Guy Claxton wrote a wonderful book titled Hare Brain, Tortoise Mind, sub-titled “How Intelligence Increases When You Think Less”. Hare brain, he said, is the deliberate conscious thinking that happens when reason and logic are applied to known data. Tortoise mind on the other hand is a more contemplative and meditative mode of thinking, allowing us to solve a problem — paradoxically by not actively thinking about it.
Smart arse MBAs, consultants and politicians often use the hare brain to provide solutions all presented in the right jargon. They are super articulate and highly plausible, but their answers are all based on either false premises or self-interested ones; in the worst case, their answers are both self-interested and false.
The benign clever fools trumpet their beliefs because they actually believe what they are saying and they have no idea of the danger they are causing.

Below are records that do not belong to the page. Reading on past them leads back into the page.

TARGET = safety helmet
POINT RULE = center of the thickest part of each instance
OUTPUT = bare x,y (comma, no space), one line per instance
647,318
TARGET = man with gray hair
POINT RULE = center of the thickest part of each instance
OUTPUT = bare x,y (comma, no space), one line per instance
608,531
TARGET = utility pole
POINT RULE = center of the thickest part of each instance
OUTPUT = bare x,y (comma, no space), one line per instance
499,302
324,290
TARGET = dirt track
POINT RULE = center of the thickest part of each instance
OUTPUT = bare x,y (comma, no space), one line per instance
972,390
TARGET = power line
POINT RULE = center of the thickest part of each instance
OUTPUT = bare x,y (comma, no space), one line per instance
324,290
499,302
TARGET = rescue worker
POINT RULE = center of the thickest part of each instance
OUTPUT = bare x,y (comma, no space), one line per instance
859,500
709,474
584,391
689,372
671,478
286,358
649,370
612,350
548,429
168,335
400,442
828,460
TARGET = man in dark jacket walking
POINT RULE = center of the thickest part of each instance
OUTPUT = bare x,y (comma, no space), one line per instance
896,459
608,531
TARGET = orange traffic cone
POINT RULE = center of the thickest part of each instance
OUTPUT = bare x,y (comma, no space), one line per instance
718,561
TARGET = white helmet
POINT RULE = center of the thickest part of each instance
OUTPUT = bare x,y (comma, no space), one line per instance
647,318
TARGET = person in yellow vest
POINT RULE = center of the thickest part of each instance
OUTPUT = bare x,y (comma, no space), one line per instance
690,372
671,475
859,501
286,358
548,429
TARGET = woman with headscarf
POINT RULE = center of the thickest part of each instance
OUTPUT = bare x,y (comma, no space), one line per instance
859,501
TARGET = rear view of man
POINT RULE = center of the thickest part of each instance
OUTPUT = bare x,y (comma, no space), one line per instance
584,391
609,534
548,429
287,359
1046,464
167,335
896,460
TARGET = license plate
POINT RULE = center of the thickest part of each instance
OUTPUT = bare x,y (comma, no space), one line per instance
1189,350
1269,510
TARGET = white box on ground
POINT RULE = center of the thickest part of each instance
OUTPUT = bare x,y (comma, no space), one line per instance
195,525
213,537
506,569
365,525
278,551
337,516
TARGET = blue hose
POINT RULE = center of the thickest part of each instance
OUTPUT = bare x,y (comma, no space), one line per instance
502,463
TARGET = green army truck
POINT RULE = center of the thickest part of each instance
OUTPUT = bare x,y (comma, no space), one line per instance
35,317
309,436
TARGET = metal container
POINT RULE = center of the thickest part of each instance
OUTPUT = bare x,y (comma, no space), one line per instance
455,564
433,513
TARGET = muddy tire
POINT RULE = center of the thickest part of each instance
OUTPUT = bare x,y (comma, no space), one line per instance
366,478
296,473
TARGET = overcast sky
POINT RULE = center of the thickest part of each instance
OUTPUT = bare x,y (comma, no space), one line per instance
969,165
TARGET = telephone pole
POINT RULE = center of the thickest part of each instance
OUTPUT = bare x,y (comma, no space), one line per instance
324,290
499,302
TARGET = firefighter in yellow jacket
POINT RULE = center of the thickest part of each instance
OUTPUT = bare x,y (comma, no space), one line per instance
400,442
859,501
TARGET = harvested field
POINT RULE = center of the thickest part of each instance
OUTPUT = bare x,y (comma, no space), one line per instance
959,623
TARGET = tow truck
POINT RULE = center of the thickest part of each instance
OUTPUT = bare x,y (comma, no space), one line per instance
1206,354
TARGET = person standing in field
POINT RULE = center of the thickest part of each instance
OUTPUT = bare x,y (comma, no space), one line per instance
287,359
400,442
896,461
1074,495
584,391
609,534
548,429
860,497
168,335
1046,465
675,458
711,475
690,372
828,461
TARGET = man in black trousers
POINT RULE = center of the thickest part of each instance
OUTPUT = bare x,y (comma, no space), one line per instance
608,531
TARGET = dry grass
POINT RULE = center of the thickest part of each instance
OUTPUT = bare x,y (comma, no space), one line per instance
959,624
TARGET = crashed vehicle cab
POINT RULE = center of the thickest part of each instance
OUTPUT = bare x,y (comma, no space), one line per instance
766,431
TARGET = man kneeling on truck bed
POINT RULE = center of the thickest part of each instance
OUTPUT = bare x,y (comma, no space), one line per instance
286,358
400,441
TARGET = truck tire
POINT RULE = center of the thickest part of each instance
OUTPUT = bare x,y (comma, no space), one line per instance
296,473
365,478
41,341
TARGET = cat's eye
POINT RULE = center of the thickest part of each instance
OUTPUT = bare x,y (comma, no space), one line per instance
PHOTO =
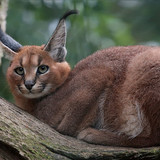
42,69
19,71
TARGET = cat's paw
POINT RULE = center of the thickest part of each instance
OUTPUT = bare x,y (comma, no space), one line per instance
87,135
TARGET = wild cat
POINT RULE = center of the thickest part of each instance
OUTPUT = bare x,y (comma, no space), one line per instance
112,97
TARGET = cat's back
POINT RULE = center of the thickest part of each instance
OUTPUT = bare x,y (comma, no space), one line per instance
114,58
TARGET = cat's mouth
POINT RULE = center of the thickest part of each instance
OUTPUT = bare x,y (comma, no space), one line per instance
35,92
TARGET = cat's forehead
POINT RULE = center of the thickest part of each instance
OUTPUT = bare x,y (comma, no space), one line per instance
32,55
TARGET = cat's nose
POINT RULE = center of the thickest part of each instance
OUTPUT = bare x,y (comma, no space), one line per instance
29,84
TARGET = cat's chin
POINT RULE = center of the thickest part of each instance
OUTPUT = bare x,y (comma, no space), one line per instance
34,96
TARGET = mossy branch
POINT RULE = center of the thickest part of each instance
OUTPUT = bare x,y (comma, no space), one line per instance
22,136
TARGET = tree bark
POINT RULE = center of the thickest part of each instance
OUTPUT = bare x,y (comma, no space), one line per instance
22,137
3,15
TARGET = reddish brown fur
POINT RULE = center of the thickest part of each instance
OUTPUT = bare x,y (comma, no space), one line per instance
109,98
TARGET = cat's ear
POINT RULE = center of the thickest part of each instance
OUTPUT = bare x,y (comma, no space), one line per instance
9,54
56,45
9,45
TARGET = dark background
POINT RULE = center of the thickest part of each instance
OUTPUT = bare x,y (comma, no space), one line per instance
100,24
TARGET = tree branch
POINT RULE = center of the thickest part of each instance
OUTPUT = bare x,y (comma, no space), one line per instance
22,136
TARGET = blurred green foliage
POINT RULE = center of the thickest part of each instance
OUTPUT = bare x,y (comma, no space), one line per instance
100,24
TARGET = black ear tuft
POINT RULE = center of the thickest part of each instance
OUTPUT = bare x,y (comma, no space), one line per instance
68,14
9,41
56,44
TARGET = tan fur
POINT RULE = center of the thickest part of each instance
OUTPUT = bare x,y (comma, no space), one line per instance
111,98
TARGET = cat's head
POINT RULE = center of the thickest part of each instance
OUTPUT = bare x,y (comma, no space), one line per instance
36,71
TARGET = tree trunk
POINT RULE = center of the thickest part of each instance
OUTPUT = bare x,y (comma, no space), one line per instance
3,15
22,137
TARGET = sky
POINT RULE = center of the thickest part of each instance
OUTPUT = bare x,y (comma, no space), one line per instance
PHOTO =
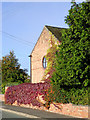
23,22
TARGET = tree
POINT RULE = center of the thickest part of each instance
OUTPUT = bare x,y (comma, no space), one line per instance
11,71
72,66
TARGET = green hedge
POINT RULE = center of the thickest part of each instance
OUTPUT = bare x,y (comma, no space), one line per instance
74,95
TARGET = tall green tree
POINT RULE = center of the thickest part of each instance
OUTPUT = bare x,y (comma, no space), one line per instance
72,62
11,71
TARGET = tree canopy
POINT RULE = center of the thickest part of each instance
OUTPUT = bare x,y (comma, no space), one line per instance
71,75
72,66
11,71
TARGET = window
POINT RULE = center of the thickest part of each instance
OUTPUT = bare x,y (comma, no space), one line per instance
44,62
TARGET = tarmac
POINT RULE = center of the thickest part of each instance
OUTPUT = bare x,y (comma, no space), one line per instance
34,114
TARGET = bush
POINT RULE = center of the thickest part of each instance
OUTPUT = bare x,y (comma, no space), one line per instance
8,84
71,95
26,93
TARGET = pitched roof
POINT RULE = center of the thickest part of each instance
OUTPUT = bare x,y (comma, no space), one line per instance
56,31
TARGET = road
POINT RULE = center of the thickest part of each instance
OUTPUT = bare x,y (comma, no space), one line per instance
20,113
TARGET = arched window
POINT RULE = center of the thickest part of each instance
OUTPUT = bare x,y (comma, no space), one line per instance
44,62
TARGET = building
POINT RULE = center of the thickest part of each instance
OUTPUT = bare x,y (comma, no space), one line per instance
38,62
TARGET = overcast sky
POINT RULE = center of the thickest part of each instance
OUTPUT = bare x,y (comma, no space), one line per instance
22,24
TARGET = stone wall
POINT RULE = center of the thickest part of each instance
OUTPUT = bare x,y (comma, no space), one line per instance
39,51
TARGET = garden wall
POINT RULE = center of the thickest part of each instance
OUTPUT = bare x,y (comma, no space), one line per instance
66,109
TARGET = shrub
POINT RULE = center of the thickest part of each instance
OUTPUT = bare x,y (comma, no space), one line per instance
26,93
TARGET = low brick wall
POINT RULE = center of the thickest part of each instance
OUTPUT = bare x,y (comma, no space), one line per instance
66,109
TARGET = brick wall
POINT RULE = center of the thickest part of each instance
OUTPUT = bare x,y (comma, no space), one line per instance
40,50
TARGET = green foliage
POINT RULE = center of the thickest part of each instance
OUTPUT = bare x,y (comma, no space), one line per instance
72,66
12,74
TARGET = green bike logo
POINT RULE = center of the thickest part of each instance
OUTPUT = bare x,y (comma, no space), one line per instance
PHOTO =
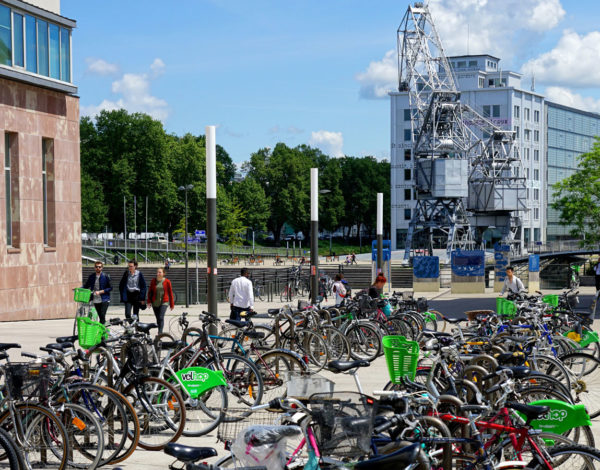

The anti-vax lobby was one example, voters who support populists on identity politics are another. They do it because they are scared.
The malign clever fools are the corporate shills and lobbyists; the climate change denialists on the payroll of oil-producing countries creating highly plausible arguments against the need to cut carbon emissions and pivot away from a carbon-based energy system.
To overcome this, to see past it and not be drawn in, takes incredible self-mastery. In fact, we might argue that true intelligence is the capacity to be detached and to have mastered our emotions and prejudices. You have to be able to weigh up opposing views and understand that dogmatism is not just dangerous, it is stupid.
Steve Jobs famously described being trapped by dogma as “living with the results of other people’s thinking”. He went on to say: “Don’t let the noise of others’ opinions drown out your own inner voice. And most important, have the courage to follow your heart and intuition”.
But it is very difficult to do this. Seeing things from multiple perspectives means you have to listen to the voices of fear and of authority. It’s confusing and irritating and terrifying — often all at the same time. But you have to let the tortoise mind deliver the epiphany. Protect it, prototype it, run it through the heuristics and then formulate your theory.
Wisdom is following a process of detachment, suspending judgment and leaning into the fear of being wrong. It is about accepting and trusting the process, understanding that creativity is reinventing things. It means being open to the outliers, as Jobs says, not letting the agglomerated wisdom of the mob drown out your theory.
Roger Martin, the Dean of Toronto’s Rotman Business School, came up with the idea of abduction in his work on design thinking. It is different from deduction which is much like Sherlock Holmes used all those years ago: everything that is left after you have ruled out the improbabilities is probably true. Abduction observes all the evidence, especially the outliers, and then tries to find the simplest and most likely explanation.
Abductive reasoning is so powerful because it is the one form of reasoning that sets out to be totally free of dogma and preconception. It is particularly useful when you are faced with a brand-new phenomenon for which the existing playbooks don’t cater — like the recent pandemic.
We are living in a world of increasing complexity, volatility and uncertainty. We face threats that cannot be simplistically solved, in fact, we face threats that most of us have not even considered yet.
We can only start to do this by being shrewd and intelligent, not show off smart arses. For some of us, that’s going to be difficult, learning to consciously listen to hear rather than waiting for a chance to get our voice heard.
The world has enough clever fools; it’s time that the truly wise stepped up and cut through the noise of the dogma of the day.